Sementara bagi muslimin hikmahnya adalah bahwa kejadian ini sebagai ujian atas keteguhan iman mereka: percayakan mereka dengan kejadian Isra dan Mikraj? Mungkinkah Mekkah-Palestina (-+1500 k.m) plus ke Sidratul Muntaha ditempuh dalam sepenggal malam? Padahal masa itu Mekah-Palestina kalau ditempuh dengan menggunakan onta tidak kurang dari satu bulan lamanya. Menanggapi kejadian ini, menurut Ibnu Katsir, sikap orang Islam terbelah dua, ada yang kembali murtad, dan ada yang malah semakin tebal imannya.

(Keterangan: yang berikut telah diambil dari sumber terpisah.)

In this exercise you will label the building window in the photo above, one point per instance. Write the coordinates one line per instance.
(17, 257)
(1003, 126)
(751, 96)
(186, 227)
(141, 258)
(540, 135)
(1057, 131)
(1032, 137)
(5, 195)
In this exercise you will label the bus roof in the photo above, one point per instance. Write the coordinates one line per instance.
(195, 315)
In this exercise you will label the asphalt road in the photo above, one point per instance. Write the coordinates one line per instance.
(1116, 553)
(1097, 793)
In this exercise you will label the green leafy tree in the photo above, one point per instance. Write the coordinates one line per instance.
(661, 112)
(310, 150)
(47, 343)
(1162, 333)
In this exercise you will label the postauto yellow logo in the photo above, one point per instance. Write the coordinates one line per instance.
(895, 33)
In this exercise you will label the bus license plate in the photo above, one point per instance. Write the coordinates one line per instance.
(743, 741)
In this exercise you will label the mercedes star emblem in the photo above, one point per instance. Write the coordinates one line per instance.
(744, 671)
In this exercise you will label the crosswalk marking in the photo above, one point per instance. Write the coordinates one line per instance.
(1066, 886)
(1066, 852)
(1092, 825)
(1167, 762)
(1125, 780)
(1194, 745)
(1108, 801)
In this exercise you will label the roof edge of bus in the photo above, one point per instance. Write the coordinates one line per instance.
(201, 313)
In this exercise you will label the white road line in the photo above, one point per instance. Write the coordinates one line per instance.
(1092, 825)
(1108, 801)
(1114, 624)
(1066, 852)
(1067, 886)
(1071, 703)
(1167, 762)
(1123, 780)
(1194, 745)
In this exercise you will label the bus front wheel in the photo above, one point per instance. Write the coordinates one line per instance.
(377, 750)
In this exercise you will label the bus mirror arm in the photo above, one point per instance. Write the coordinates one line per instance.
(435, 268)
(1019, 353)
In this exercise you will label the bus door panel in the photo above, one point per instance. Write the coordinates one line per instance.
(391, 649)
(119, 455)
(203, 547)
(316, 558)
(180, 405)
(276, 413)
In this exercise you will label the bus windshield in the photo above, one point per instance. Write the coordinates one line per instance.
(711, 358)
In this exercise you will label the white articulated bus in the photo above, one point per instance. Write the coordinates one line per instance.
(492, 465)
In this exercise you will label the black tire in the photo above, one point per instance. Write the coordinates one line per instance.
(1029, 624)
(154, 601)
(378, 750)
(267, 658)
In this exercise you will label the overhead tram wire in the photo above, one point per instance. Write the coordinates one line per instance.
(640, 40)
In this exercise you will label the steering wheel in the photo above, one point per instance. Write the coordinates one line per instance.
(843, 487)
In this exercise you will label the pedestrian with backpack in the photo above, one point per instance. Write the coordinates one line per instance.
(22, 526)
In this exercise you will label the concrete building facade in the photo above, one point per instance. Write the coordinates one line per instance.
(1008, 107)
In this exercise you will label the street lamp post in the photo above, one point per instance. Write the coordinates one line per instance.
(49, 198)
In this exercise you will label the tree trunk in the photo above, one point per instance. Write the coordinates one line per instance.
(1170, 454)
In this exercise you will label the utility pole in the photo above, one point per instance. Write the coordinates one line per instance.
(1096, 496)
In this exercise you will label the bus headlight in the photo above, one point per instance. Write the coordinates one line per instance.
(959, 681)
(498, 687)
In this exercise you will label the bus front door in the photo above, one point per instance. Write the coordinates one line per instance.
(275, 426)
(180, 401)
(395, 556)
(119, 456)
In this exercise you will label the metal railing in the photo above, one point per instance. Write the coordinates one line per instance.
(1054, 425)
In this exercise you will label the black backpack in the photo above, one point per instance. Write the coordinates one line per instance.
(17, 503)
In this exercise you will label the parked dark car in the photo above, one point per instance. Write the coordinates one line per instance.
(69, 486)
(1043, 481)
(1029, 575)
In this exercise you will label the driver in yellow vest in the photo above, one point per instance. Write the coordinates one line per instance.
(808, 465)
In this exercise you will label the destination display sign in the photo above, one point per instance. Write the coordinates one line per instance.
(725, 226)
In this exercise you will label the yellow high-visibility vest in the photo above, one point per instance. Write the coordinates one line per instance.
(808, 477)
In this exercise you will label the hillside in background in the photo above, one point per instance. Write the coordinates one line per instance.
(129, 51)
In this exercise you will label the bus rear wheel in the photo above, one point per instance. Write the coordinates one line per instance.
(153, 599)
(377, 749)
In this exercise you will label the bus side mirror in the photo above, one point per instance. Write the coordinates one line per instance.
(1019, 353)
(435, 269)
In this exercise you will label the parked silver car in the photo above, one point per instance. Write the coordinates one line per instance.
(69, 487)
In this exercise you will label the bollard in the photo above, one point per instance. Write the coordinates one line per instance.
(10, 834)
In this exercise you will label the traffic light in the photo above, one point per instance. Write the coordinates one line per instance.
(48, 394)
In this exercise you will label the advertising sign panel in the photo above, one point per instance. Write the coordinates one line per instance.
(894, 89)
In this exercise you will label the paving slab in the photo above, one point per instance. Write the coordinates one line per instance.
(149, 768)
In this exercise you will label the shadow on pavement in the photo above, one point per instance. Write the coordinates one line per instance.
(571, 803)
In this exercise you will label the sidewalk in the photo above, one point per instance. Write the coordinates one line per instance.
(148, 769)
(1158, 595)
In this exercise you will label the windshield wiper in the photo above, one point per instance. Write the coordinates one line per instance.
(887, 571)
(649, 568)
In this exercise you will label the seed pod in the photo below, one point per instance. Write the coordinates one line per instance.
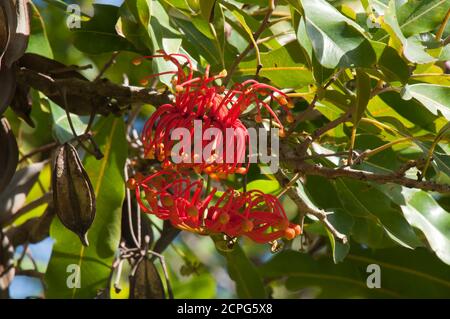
(9, 154)
(19, 33)
(146, 282)
(73, 195)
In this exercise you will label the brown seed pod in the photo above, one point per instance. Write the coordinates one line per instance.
(73, 195)
(9, 154)
(146, 282)
(19, 33)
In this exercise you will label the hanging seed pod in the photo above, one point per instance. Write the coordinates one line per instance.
(9, 154)
(146, 282)
(73, 195)
(19, 34)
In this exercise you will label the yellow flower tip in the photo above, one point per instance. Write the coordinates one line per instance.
(290, 118)
(247, 226)
(289, 233)
(224, 218)
(290, 105)
(223, 73)
(282, 100)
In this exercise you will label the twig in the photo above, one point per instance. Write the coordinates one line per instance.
(331, 173)
(441, 30)
(251, 45)
(107, 65)
(301, 117)
(43, 148)
(305, 209)
(94, 91)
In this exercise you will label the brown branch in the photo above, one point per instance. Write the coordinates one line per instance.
(331, 173)
(96, 92)
(302, 116)
(305, 209)
(322, 130)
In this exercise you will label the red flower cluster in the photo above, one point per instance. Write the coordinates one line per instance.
(172, 196)
(199, 98)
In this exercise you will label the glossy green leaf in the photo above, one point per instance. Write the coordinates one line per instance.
(392, 65)
(413, 50)
(418, 16)
(336, 40)
(363, 91)
(285, 67)
(98, 35)
(361, 200)
(93, 263)
(422, 211)
(207, 8)
(434, 97)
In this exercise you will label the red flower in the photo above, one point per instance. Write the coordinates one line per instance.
(172, 196)
(200, 98)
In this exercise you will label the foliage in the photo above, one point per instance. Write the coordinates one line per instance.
(365, 165)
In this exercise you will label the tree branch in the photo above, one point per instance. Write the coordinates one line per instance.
(304, 208)
(331, 173)
(97, 92)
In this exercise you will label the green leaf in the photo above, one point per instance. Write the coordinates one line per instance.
(410, 110)
(418, 16)
(285, 67)
(206, 8)
(314, 189)
(204, 46)
(38, 42)
(336, 40)
(95, 261)
(135, 18)
(400, 268)
(249, 284)
(413, 50)
(434, 97)
(198, 287)
(98, 35)
(392, 65)
(423, 212)
(363, 90)
(361, 200)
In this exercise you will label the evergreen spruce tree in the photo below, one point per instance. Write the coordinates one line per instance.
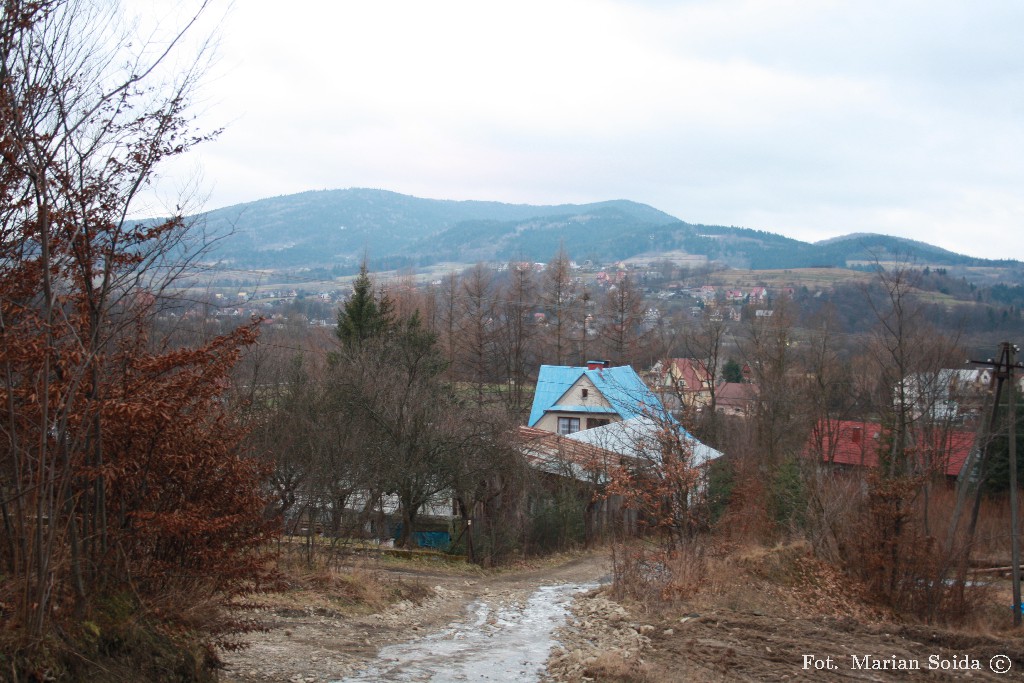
(366, 314)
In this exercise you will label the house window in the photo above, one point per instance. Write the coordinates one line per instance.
(568, 425)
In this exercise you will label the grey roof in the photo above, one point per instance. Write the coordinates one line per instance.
(638, 437)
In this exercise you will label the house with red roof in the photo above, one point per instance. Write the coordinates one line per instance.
(683, 381)
(854, 444)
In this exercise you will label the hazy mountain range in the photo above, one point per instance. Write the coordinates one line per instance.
(335, 228)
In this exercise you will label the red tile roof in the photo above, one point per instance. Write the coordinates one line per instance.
(857, 443)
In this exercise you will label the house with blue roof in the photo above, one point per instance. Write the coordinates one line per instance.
(608, 408)
(573, 398)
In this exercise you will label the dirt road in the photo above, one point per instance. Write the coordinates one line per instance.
(776, 615)
(314, 642)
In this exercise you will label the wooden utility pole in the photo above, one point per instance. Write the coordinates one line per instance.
(974, 472)
(1011, 350)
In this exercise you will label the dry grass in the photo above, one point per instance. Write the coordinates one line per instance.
(612, 667)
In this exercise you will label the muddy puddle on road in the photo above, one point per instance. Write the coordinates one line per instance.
(506, 643)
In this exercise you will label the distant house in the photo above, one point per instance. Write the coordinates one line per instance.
(572, 398)
(707, 292)
(852, 444)
(607, 408)
(736, 398)
(641, 439)
(683, 382)
(947, 393)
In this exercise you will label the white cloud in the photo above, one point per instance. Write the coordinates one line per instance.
(810, 119)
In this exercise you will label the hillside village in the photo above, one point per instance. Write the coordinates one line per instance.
(355, 430)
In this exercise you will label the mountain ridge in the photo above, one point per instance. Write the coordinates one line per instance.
(338, 227)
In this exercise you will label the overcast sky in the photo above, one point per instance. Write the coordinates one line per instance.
(808, 118)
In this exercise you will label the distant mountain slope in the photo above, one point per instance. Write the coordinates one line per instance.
(320, 228)
(334, 228)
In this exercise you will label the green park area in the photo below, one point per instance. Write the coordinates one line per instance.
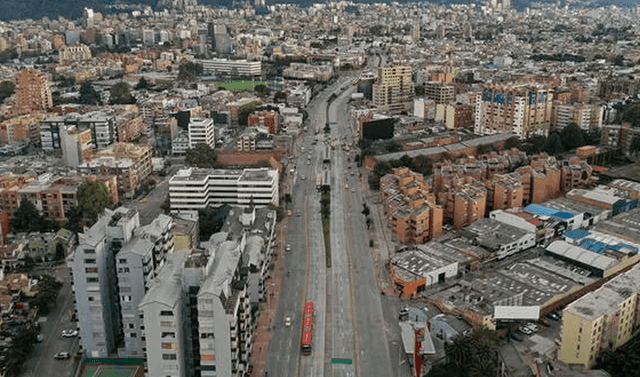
(239, 85)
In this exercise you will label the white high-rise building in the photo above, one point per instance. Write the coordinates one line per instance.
(195, 188)
(201, 130)
(113, 266)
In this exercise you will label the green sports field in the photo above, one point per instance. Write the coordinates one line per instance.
(239, 85)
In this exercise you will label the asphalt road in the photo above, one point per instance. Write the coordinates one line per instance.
(40, 363)
(352, 320)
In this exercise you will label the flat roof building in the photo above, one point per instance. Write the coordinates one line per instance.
(196, 188)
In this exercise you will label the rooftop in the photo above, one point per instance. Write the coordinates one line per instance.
(166, 288)
(608, 298)
(580, 255)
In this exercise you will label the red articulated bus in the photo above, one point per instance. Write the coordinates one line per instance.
(307, 329)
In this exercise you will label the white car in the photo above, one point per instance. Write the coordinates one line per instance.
(69, 333)
(532, 326)
(525, 330)
(61, 355)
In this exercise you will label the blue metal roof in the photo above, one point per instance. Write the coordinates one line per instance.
(577, 234)
(548, 211)
(564, 215)
(540, 210)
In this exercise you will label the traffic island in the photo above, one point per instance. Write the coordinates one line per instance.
(325, 210)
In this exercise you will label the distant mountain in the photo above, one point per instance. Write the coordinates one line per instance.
(72, 9)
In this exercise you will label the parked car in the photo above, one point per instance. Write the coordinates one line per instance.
(533, 327)
(61, 355)
(525, 330)
(544, 322)
(69, 333)
(553, 316)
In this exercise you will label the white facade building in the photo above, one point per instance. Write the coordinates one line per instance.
(194, 188)
(242, 68)
(201, 130)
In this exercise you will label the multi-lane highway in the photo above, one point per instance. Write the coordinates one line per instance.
(352, 320)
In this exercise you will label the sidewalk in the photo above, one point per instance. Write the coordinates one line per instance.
(383, 247)
(266, 313)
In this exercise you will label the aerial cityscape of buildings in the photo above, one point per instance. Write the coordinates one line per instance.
(337, 189)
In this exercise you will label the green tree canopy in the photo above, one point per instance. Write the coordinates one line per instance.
(572, 137)
(93, 198)
(201, 156)
(188, 71)
(512, 142)
(26, 218)
(142, 84)
(121, 94)
(631, 114)
(89, 95)
(7, 88)
(554, 146)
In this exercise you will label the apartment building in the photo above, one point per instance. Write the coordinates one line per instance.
(102, 128)
(113, 266)
(522, 109)
(129, 127)
(137, 264)
(601, 320)
(32, 91)
(268, 119)
(393, 92)
(224, 317)
(195, 188)
(463, 203)
(166, 319)
(247, 140)
(616, 136)
(574, 173)
(410, 206)
(235, 68)
(441, 93)
(95, 284)
(504, 191)
(21, 128)
(197, 317)
(311, 72)
(201, 131)
(74, 53)
(587, 117)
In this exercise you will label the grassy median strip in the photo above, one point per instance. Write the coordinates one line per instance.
(325, 210)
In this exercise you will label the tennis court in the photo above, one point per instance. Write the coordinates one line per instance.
(109, 371)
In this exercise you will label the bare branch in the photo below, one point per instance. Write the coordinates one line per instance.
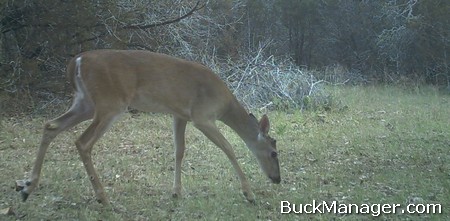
(194, 9)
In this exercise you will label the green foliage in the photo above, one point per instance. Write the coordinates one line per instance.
(389, 146)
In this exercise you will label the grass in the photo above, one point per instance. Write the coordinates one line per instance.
(382, 145)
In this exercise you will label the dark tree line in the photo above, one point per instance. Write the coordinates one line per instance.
(383, 40)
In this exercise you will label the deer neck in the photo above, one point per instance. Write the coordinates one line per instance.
(239, 120)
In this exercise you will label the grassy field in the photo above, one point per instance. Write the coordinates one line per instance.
(379, 145)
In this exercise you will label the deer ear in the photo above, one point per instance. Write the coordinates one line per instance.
(264, 125)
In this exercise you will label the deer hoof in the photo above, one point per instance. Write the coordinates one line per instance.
(24, 195)
(250, 197)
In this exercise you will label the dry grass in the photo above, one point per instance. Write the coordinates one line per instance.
(388, 146)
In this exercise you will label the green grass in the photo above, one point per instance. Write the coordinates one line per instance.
(381, 145)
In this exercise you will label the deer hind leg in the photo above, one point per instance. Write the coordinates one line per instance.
(179, 128)
(212, 132)
(84, 144)
(80, 111)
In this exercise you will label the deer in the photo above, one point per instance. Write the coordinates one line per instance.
(107, 82)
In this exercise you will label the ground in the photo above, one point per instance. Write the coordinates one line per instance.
(377, 145)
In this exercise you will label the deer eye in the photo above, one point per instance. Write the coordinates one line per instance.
(274, 154)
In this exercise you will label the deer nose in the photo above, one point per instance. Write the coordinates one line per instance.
(276, 180)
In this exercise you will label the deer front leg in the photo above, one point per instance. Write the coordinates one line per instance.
(179, 128)
(84, 146)
(77, 113)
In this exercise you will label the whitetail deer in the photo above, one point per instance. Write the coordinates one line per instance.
(107, 82)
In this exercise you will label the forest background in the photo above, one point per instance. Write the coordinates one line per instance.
(272, 53)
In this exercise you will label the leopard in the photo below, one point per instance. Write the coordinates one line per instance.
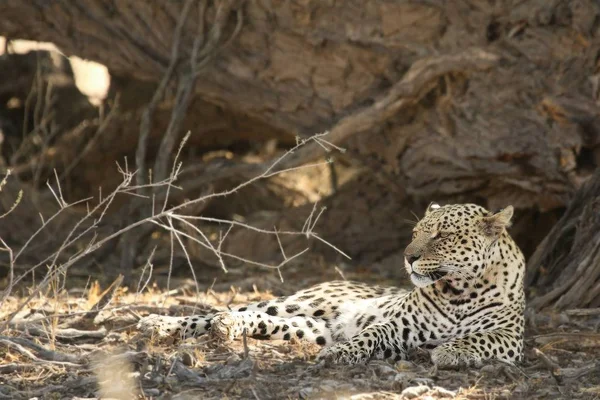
(466, 306)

Pro Kontra Seputar Isra Mikraj
سُبْحَانَ الَّذِي أَسْرَى بِعَبْدِهِ لَيْلاً مِّنَ الْمَسْجِدِ الْحَرَامِ إِلَى الْمَسْجِدِ الأَقْصَى الَّذِي بَارَكْنَا حَوْلَهُ لِنُرِيَهُ مِنْ آيَاتِنَا إِنَّهُ هُوَ السَّمِيعُ البَصِيرُ ﴿١﴾
Maha Suci Allah, yang telah memperjalankan hamba-Nya ( “Abdun = Ismun Majmu’un Bainal Ruh Wal Jasad” = Menyatunya antara Ruh & Jasad ). pada suatu malam dari Al Masjidil Haram ke Al Masjidil Aqsha yang telah Kami berkahi sekelilingnya agar Kami perlihatkan kepadanya sebagian dari tanda-tanda (kebesaran) Kami. Sesungguhnya Dia adalah Maha Mendengar lagi Maha Melihat.
Detail kejadian seputar Isra Mikraj, baik menyangkut tanggal, bulan dan apakah diperjalankannya Nabi dengan jasadnya atau hanya ruhnya saja dan kejadian lainnya memang masih menyisakan pro-kontra. Tapi dalam konteks keimanan, asal kita masih percaya bahwa pernah ada prosesi Isra, maka perdebatan ini tidak menggangu keimanan kita. Artinya yang paling penting adalah memetik substansi dan makna yang bisa kita terapkan dalam hidup kita. Beberapa isu yang akan diangkat di sini hanya sebagai pengayaan wacana dan pengetahuan saja.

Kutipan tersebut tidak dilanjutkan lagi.